La Gestione rifiuti non autorizzata è reato solo se realizzata da un imprenditore oppure dal titolare di un ente. Il dlgs 152/2006, al comma 1 dell’articolo 256, dichiara punibile “chiunque effettua un’attività di raccolta, trasporto, recupero, smaltimento, commercio e intermediazione di rifiuti in mancanza della prescritta autorizzazione, iscrizione o comunicazione di cui agli articoli 208-216 dello stesso Codice Ambientale”.
La Cassazione sostiene nella sentenza 29992/2014 che l’interpretazione corretta di questo dlgs si ottiene solo contestualizzando testo: il reato di raccolta, trasporto, recupero, smaltimento, commercio o intermediazione illecita di rifiuti è contestabile solo a chi riveste la qualifica di imprenditore oppure titolare di un ente. La Corte indica come illecito il commercio ambulante di rifiuti se condotto da soggetto diverso da “dettagliante”, se non ha il titolo abilitativo all’attivitá di impresa, su residui diversi dagli autorizzati.
L’attività condotta senza il supporto dei titoli abilitativi ambientali previsti dal dlgs 152/2006 integra il reato di “gestione di rifiuti non autorizzata” ex articolo 256, comma 1, dello stesso dlgs, se è realizzata da un imprenditore.

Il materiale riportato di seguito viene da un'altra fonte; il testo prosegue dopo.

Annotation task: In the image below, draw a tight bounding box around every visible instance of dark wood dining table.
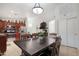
[14,37,55,56]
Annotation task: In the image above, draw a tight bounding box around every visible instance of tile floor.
[3,38,79,56]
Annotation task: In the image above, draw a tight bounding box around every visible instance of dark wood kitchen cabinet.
[0,34,7,54]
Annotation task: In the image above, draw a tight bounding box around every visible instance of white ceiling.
[0,3,79,20]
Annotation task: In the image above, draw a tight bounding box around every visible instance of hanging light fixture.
[33,3,43,14]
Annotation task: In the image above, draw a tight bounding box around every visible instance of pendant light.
[33,3,44,14]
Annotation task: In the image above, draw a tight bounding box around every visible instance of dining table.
[14,37,55,56]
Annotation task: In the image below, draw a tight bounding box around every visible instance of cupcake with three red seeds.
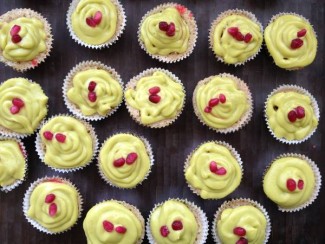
[193,73,253,133]
[0,9,52,71]
[209,9,263,65]
[265,85,320,144]
[23,177,82,234]
[67,0,126,49]
[0,78,48,138]
[138,3,197,63]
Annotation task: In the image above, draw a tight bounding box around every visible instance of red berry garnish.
[287,179,297,191]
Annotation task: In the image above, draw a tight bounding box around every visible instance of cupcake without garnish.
[67,0,126,49]
[0,9,53,71]
[83,200,145,244]
[209,9,263,65]
[63,61,123,120]
[98,133,153,188]
[193,73,253,133]
[125,69,185,128]
[0,78,48,138]
[138,3,197,63]
[264,13,318,70]
[265,85,320,144]
[263,154,321,212]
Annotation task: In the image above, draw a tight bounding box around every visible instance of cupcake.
[0,137,27,192]
[209,9,263,65]
[67,0,126,49]
[138,3,197,63]
[0,9,53,72]
[23,177,82,234]
[193,73,253,133]
[265,85,319,144]
[146,199,208,244]
[125,69,185,128]
[212,199,271,244]
[83,200,145,244]
[36,115,98,173]
[263,153,321,212]
[0,78,48,138]
[98,133,153,188]
[63,61,123,120]
[264,13,317,70]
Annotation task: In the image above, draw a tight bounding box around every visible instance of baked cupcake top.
[264,14,317,69]
[98,134,151,188]
[149,200,199,244]
[185,142,242,199]
[266,89,318,141]
[0,138,26,187]
[83,200,144,244]
[0,78,48,135]
[210,10,263,64]
[39,116,95,169]
[27,179,81,233]
[263,156,315,208]
[125,70,185,126]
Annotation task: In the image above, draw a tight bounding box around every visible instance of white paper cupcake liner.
[146,198,209,244]
[0,8,53,72]
[138,3,198,63]
[23,176,83,235]
[209,9,264,67]
[66,0,126,49]
[97,132,154,190]
[35,114,99,173]
[184,141,244,200]
[264,85,320,144]
[192,73,254,134]
[211,198,271,244]
[263,153,322,212]
[62,60,124,121]
[124,68,186,128]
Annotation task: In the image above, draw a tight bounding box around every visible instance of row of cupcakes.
[23,177,271,244]
[0,3,317,71]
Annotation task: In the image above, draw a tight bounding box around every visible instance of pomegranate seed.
[290,38,304,49]
[233,227,246,236]
[45,194,55,203]
[113,158,125,168]
[49,203,58,217]
[55,133,66,143]
[297,29,307,37]
[125,153,138,164]
[287,179,297,191]
[103,220,114,232]
[160,225,169,237]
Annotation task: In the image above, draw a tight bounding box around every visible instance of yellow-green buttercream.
[27,182,80,233]
[216,205,266,244]
[212,14,263,64]
[83,200,144,244]
[194,75,249,129]
[40,116,94,169]
[99,134,151,188]
[185,142,242,199]
[266,91,318,141]
[263,157,315,208]
[67,69,123,116]
[125,71,185,125]
[0,17,47,62]
[149,200,199,244]
[264,14,317,69]
[140,7,190,56]
[0,78,48,134]
[0,140,26,187]
[71,0,118,45]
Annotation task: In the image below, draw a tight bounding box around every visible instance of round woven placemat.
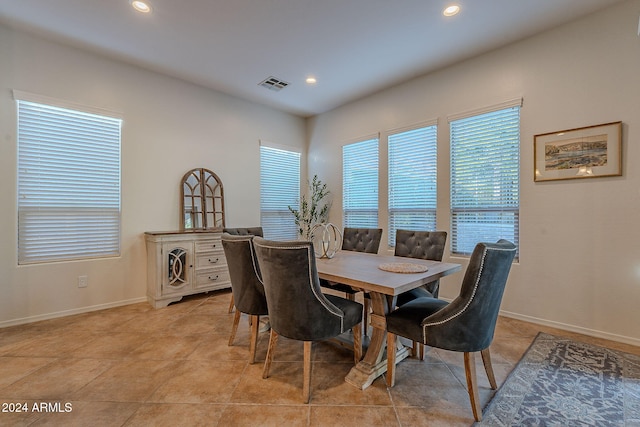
[378,262,429,273]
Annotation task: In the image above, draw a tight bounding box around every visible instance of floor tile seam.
[0,357,66,390]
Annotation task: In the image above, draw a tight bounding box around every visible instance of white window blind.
[450,103,520,254]
[388,125,437,246]
[260,145,300,240]
[17,99,122,264]
[342,138,378,228]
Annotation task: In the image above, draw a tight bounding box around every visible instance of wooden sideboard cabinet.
[145,228,231,308]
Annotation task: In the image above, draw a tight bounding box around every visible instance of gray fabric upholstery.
[222,233,267,315]
[254,237,362,341]
[222,227,264,237]
[342,227,382,254]
[320,227,382,294]
[394,230,447,306]
[387,240,516,352]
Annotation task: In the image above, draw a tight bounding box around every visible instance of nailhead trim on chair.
[254,245,345,332]
[422,248,515,342]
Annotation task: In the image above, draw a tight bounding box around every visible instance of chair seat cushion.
[320,279,358,294]
[324,294,362,332]
[387,297,449,343]
[396,286,434,307]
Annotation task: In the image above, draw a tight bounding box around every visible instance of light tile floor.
[0,291,640,427]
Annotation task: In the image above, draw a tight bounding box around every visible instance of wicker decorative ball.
[311,223,342,258]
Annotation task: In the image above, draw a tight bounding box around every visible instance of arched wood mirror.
[181,168,225,230]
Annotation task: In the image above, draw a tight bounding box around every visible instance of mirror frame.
[180,168,225,230]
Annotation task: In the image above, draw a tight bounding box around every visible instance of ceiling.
[0,0,620,117]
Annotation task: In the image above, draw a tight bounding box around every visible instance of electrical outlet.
[78,276,89,288]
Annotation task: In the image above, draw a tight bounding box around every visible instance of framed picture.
[533,122,622,181]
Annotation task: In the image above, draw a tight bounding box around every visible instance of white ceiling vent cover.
[258,76,289,92]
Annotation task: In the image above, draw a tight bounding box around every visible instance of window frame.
[260,141,302,240]
[342,134,380,229]
[387,120,438,247]
[13,90,122,265]
[448,98,523,260]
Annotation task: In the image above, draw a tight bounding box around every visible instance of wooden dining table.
[316,251,461,390]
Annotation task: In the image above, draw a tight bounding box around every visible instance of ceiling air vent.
[258,76,289,92]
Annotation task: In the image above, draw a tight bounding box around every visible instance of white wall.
[0,26,306,326]
[308,0,640,345]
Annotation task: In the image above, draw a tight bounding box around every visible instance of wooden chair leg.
[229,310,242,345]
[387,332,396,387]
[480,347,498,390]
[411,341,424,360]
[229,294,236,313]
[362,293,371,337]
[302,341,313,403]
[249,314,260,364]
[262,328,278,378]
[351,323,362,365]
[464,352,482,421]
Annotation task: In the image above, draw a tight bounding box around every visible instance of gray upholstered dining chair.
[254,237,362,403]
[386,240,516,421]
[394,230,447,305]
[222,233,268,363]
[222,227,264,313]
[394,229,447,360]
[320,227,382,336]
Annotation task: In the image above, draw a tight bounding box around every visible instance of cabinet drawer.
[196,269,231,288]
[195,238,222,253]
[196,251,227,269]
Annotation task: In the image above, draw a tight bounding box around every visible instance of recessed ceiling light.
[129,0,151,13]
[442,4,460,16]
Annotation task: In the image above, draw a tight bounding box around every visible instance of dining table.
[316,250,462,390]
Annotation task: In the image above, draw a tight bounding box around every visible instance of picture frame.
[533,122,622,182]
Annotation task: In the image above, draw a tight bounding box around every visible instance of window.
[389,125,437,246]
[342,138,378,228]
[260,145,300,240]
[16,93,122,264]
[450,100,522,254]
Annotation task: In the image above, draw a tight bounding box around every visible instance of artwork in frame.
[533,122,622,181]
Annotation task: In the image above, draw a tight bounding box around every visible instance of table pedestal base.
[344,346,411,390]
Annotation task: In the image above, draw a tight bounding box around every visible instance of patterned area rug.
[474,333,640,427]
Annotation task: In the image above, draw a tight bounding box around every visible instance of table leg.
[345,292,409,390]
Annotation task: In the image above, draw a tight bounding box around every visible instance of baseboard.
[0,297,147,328]
[441,298,640,347]
[500,310,640,347]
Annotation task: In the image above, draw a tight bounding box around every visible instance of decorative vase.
[310,222,342,258]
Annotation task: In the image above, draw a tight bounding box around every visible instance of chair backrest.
[222,227,264,237]
[254,237,344,341]
[422,240,516,352]
[222,233,267,315]
[394,230,447,261]
[342,227,382,254]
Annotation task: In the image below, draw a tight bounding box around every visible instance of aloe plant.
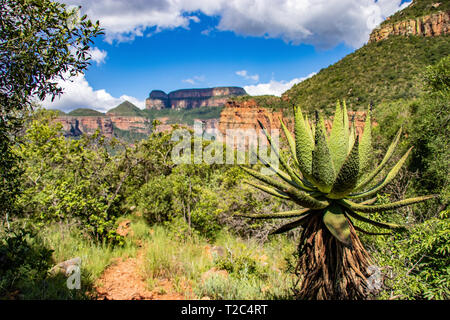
[237,102,434,299]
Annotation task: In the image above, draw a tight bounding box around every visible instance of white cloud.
[89,47,108,65]
[181,76,206,84]
[236,70,259,81]
[41,74,145,112]
[60,0,410,48]
[244,72,316,97]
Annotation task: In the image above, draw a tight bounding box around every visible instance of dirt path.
[95,221,189,300]
[95,249,190,300]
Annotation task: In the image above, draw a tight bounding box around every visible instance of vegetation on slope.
[381,0,450,25]
[68,108,105,117]
[106,101,144,117]
[283,36,450,111]
[143,107,223,125]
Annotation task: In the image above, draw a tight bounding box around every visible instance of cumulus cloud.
[41,74,145,112]
[236,70,259,81]
[60,0,410,48]
[89,47,108,65]
[181,76,206,85]
[244,72,316,97]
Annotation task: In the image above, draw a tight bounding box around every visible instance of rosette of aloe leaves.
[237,102,435,299]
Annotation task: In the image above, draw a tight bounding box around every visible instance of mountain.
[67,108,105,117]
[106,101,144,117]
[145,87,247,110]
[282,0,450,111]
[55,101,151,142]
[381,0,450,26]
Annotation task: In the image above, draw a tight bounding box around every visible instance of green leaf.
[283,187,329,209]
[270,214,311,234]
[349,147,413,199]
[244,180,289,199]
[280,118,298,166]
[328,137,359,199]
[347,115,356,153]
[345,208,405,230]
[240,167,288,190]
[359,109,373,172]
[323,205,352,247]
[355,128,402,190]
[258,120,312,191]
[329,101,348,171]
[312,113,335,193]
[235,208,310,219]
[294,107,314,178]
[340,195,439,213]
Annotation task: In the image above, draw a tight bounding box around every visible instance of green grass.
[11,215,295,300]
[283,36,450,112]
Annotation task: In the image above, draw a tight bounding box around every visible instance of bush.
[15,111,126,243]
[0,226,52,298]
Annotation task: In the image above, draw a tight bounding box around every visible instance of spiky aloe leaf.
[328,101,348,171]
[258,120,312,191]
[340,195,437,213]
[280,118,298,166]
[355,128,402,190]
[349,147,413,199]
[305,113,314,142]
[359,109,373,172]
[345,209,406,230]
[323,205,352,247]
[359,197,378,205]
[241,167,328,209]
[353,226,391,236]
[328,138,359,199]
[342,100,350,140]
[241,167,288,191]
[283,187,329,209]
[244,180,289,199]
[294,107,314,178]
[347,115,356,153]
[257,156,311,191]
[312,113,335,193]
[235,208,310,219]
[270,214,311,234]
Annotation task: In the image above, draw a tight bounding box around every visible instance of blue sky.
[44,0,408,111]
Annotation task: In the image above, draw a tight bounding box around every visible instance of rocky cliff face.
[145,87,247,110]
[369,11,450,43]
[55,116,150,138]
[218,99,366,148]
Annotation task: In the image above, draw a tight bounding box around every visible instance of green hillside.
[283,36,450,111]
[106,101,144,117]
[143,107,223,125]
[381,0,450,25]
[68,108,105,117]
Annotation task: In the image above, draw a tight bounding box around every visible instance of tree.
[241,103,434,299]
[0,0,102,217]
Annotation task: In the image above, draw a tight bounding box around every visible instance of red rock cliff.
[145,87,247,110]
[369,11,450,43]
[55,116,150,138]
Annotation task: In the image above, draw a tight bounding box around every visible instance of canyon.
[369,11,450,43]
[145,87,247,110]
[54,115,151,138]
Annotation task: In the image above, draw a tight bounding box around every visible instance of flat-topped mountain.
[282,0,450,111]
[55,101,151,140]
[145,87,247,110]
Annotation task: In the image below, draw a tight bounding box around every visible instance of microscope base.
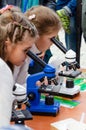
[27,99,60,116]
[58,86,80,98]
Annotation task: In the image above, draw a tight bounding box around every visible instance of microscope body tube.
[51,37,68,54]
[27,50,47,68]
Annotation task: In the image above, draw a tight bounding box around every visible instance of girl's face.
[6,37,35,66]
[36,31,58,52]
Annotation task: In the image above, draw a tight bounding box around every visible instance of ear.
[5,38,11,46]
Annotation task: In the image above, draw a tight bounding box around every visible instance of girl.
[0,7,38,127]
[25,6,61,74]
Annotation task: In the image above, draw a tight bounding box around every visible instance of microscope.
[11,83,33,125]
[51,38,82,98]
[26,51,60,116]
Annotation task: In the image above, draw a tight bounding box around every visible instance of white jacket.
[0,58,13,127]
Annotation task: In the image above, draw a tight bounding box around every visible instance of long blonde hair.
[0,6,38,70]
[25,5,61,35]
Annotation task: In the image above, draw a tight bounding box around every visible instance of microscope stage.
[27,99,60,116]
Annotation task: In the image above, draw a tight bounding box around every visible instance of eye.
[24,48,30,53]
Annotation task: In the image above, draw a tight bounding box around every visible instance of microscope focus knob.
[66,79,74,88]
[45,95,54,105]
[28,92,36,100]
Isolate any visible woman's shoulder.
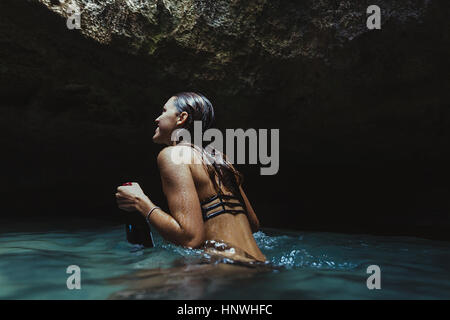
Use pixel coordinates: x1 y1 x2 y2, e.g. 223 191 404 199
157 144 194 166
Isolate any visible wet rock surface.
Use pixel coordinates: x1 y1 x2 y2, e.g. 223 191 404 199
0 0 450 239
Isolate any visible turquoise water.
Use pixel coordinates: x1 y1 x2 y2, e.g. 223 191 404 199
0 220 450 299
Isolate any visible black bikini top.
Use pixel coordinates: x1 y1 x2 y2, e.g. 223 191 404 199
200 193 247 221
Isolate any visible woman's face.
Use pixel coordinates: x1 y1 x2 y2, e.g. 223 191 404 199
152 97 179 145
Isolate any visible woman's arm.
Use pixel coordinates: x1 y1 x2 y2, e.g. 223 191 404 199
116 147 205 248
239 186 259 233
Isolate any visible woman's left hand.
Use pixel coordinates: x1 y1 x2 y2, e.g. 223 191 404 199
116 182 150 212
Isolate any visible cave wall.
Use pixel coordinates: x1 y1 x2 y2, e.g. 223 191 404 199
0 0 450 238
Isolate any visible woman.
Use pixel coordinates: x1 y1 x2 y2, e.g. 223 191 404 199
116 92 266 262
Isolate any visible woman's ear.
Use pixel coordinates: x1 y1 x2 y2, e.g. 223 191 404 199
177 111 189 126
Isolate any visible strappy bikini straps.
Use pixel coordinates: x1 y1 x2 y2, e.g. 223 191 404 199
201 193 247 221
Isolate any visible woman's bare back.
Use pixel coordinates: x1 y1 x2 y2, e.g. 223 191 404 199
189 148 266 261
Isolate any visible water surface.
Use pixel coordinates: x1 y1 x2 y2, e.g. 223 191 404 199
0 223 450 299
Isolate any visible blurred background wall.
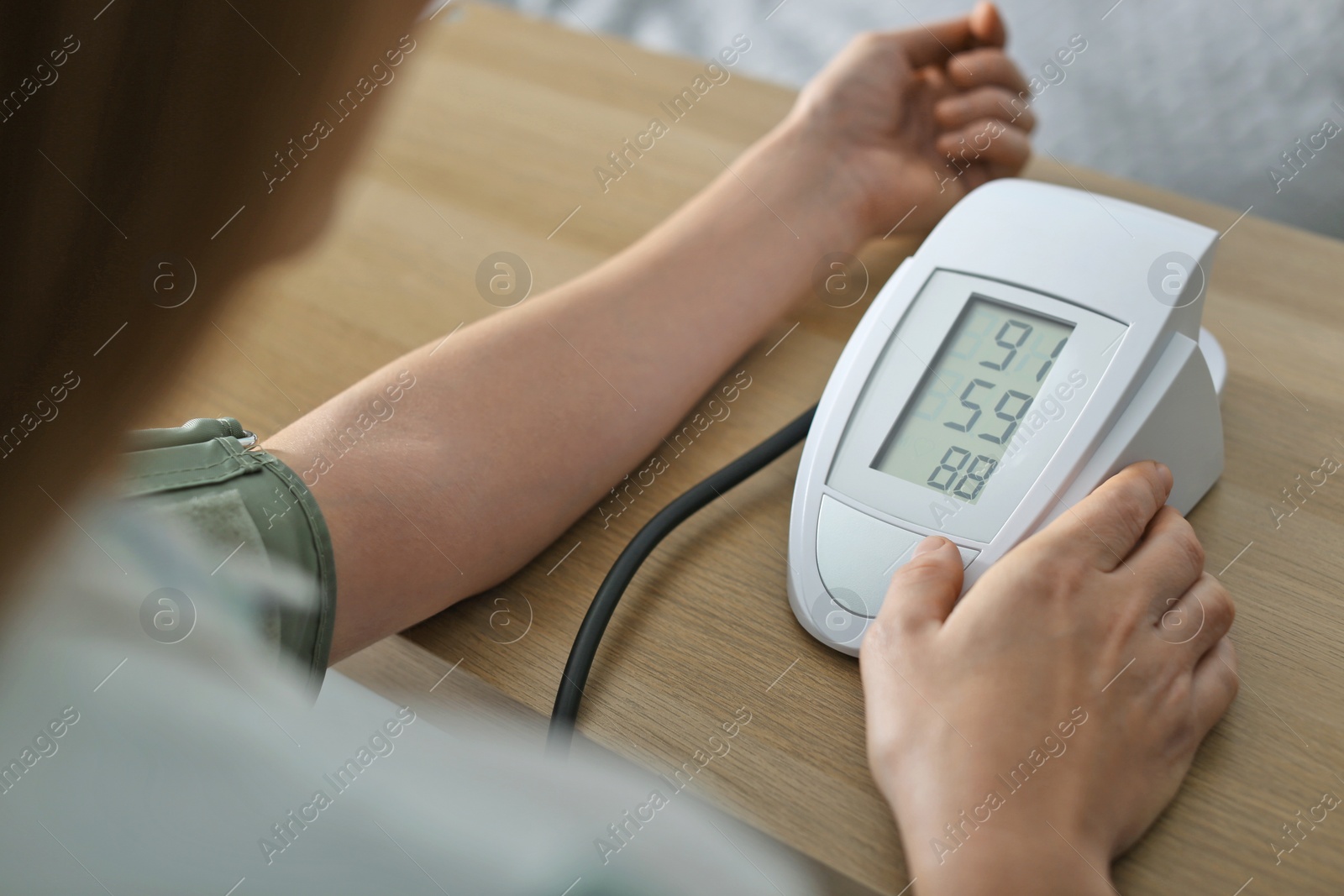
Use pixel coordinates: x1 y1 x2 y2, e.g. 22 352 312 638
496 0 1344 238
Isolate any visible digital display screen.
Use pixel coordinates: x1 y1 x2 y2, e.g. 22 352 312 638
872 297 1074 504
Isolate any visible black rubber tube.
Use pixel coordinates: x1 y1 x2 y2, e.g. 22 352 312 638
547 405 817 757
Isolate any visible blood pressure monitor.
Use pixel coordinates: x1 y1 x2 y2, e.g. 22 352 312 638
789 179 1227 654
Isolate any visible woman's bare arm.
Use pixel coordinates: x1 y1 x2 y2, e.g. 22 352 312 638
266 5 1031 661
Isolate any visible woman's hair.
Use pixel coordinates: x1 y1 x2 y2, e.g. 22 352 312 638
0 0 419 599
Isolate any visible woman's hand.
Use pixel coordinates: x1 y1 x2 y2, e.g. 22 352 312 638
860 462 1236 894
771 3 1035 239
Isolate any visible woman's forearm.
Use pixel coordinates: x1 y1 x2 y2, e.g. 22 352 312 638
266 120 864 661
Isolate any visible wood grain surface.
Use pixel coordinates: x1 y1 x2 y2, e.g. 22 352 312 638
141 4 1344 896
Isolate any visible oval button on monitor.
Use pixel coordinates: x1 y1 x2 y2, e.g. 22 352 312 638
817 495 923 619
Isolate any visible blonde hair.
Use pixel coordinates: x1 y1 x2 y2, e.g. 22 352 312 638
0 0 421 601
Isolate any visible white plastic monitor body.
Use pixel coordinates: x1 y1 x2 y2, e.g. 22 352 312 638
788 180 1227 654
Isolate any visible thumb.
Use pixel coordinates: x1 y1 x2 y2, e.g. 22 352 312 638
878 535 963 630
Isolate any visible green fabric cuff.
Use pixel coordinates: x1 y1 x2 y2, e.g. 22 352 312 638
121 418 336 693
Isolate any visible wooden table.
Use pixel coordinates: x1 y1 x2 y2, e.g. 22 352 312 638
144 5 1344 896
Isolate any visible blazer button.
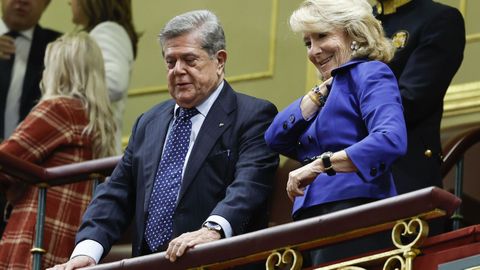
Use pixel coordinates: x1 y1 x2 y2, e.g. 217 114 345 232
288 114 295 123
379 162 387 172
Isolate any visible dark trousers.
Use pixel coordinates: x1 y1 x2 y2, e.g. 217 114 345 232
293 198 393 267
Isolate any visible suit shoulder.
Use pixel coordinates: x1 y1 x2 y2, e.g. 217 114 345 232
142 99 175 120
40 27 62 41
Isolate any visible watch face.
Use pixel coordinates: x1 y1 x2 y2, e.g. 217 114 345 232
203 222 222 232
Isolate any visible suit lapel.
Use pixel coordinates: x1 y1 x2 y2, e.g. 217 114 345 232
178 81 237 201
143 101 175 211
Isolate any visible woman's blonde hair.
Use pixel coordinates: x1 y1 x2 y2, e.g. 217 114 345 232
78 0 139 57
40 32 116 158
290 0 395 62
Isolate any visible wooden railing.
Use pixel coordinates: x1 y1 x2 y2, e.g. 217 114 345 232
441 127 480 230
89 187 460 270
0 151 120 270
0 125 480 269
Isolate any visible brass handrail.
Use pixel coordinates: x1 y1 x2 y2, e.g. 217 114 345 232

In base alla nuova sentenza, quindi, non sono sanzionabili come “gestione di rifiuti non autorizzata” quelle assolutamente occasionali e condotte da soggetti che non sono inquadrabili né come imprese né come enti.
Con la sentenza 19111/2013 la stessa Corte aveva fissato precisi limiti al regime di eccezione per la gestione rifiuti non autorizzata, confinandolo alla sola raccolta e trasporto di rifiuti non pericolosi prodotti da terzi da parte di “commercianti al dettaglio”.